Capturing Input/Output of Another Process in C

In my travels in C programming, I periodically need to run another process and redirect its standard output back to the first process. While it is straight forward to perform, it is not always obvious. This article will explain the process of how this is done in three sections.

In my travels in C programming, I periodically need to run another process and redirect its standard output back to the first process. While it is straight forward to perform, it is not always obvious. This article will explain the process of how this is done in three sections.

  • High Level Overview
  • Explanation of each line
  • Code Sample

High Level Overview

  • Create a three pipe(2)s for standard input, output and error
  • fork(2) the process
  • The child process runs dup2(2) to over the pipes to redirect the new processes’s standard
  • input, output and error to the pipe.
  • The parent process reads from the pipe(2) descriptors as needed.

Explanation

A pipe(2) is a Unix system call API that creates two file descriptors. Data written to one end of the pipe can be read by the other. It provides simple FIFO functionality without the need to maintain an associated data structure. The process should initially create three pipe(2) file descriptor pairs for standard input, output and error. For our purposes, it will be used to bridge communication between the parent and second process.

Next, our program will run a standard Unix fork(2), which creates a copy of the running processes, the stack and machine code, except with a different process ID. The return value for the parent is the process ID (pid) of the child, while the child returns 0.

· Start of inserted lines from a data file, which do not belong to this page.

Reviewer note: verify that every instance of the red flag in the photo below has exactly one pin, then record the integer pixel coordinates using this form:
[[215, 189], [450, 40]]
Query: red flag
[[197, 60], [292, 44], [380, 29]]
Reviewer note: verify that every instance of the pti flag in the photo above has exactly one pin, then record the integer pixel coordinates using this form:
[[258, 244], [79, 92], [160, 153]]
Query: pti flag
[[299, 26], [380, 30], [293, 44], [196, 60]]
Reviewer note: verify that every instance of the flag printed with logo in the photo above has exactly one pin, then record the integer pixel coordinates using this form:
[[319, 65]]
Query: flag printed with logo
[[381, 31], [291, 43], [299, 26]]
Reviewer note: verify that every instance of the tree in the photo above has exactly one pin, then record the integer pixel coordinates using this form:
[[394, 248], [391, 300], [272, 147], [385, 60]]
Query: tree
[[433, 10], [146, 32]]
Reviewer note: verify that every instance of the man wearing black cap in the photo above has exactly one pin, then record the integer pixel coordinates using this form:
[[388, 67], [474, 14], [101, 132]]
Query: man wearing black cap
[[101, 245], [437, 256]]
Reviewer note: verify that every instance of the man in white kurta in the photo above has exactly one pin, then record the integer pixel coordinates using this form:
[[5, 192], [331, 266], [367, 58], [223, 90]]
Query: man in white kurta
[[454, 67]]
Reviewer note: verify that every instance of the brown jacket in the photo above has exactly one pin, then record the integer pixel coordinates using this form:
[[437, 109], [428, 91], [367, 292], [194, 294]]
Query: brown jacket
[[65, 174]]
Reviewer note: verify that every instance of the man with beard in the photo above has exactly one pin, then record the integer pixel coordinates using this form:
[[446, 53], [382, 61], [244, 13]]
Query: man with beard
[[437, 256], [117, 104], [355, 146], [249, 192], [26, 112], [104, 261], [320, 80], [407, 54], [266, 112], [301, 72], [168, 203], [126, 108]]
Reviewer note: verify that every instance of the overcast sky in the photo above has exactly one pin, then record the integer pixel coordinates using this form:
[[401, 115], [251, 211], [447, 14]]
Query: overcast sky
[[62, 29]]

dup2(2)‘s documentation says it “duplicates” a file descriptor, but I found this to be a misleading misnomer. In layman’s terms, dup2(2) cause any reads or writes to the newfd to be redirected (pointed) to the oldfd descriptor while the original newfd is closed. For our uses, the child process will use dup2(2) to redirect its standard input, output and error to the pipe(2) descriptors.

At this point, the child process will run execl(2), which will replace the current process with a new process. This is different than spawning a new process, such as through system(3), thought the effect would be the same. Now, because of the dup(2) calls, any reads or writes to standard input, output or error will be redirected to the respective pipe(2)‘s.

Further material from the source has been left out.